商社勤務でも苦しい23区「億ション」だらけの訳 高騰続くマンション価格が“適正”なカラクリ
不動産経済研究所の発表によれば2024年3月の東京23区の新築マンションの平均価格が1億2476万円と過去最高水準になったといいます。 【画像でわかる】2009年当時のマンション価格を現在と比較すると つい先日、友人が麻布台ヒルズに誕生したタワーマンションのアマンレジデンス東京の内覧会に呼ばれたそうです。 「で、買ったの?」 と尋ねたところ、 「買える値段じゃなかった」 と即答しました。数億円ぐらいの物件なら躊躇なく買える友人でも、検討すらできない価格だったそうです。
「ちなみに高めの部屋の管理費がいくらだと思う?」 と訊かれたので、 「月30万円ぐらいじゃない?」 と答えたところ、 「違うよ、月300万円だった」 という話でした。 ■超富裕層からみれば「お手頃な価格」 ちょっとだけ解説をさせていただくと、この管理費はおそらく物件の価格が300億円台といわれている一番広いタイプの部屋の場合でしょう。
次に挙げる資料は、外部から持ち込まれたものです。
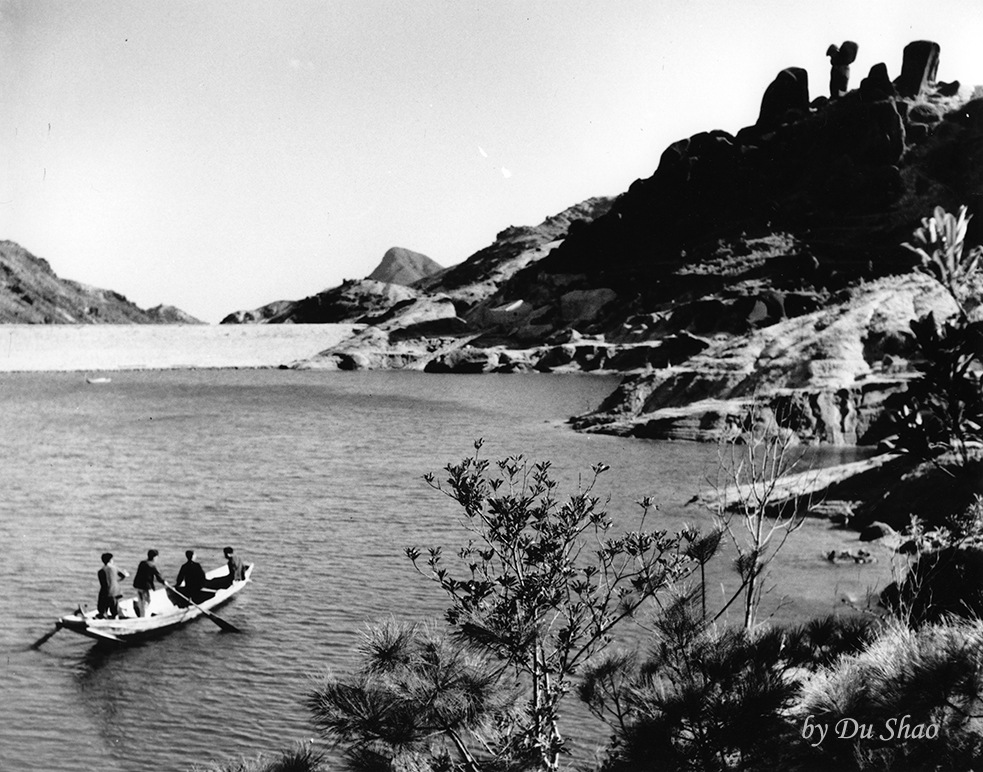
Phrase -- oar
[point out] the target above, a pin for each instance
(40, 641)
(227, 626)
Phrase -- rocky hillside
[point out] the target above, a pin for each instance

アジアの超富裕層から見ればこの物件、300億円で買ってもおそらく将来、退去する際に300億円超で買い手が見つかるでしょう。それくらい価値のある物件です。
その前提では維持費はマンションの管理費と積立金だけということになります。一日10万円の管理費ですが、これはアマンのコンシェルジェサービスつきの価格です。同じ広さのアマンリゾーツのキングスイートルームに泊まれば一泊50万円から100万円はするでしょう。同じくらいの部屋にこの管理費で住めるのですから、超富裕層からみればお手頃な価格なのでしょう。 それにしても一番ハイエンドな世界は横に置いておいて、そうではない23区の平均的なマンション価格が1億2476万円となると、誰が買うのでしょうか?
平均が1億円を超えるとなると、さぞや部屋も広いのかというとそうでもなく、㎡あたり単価から逆算すればこの1億2476万円のマンションの広さは64.9㎡になります。それほど広くはないマンションがここまで高くなってくると、「自分は買うだろうか?」と疑問が頭をよぎります。 一般に住宅ローンの適正倍率は年収の7倍と言われています。最近ではセールストークなどで「年収の10倍は大丈夫ですよ」とか言われますが、7倍でもかなりの人生のリスクを背負うことになります。そこから逆算すると1億2476万円の物件を買うには年収1782万円以上ないと勇気をもって住宅ローンが組めない計算になります。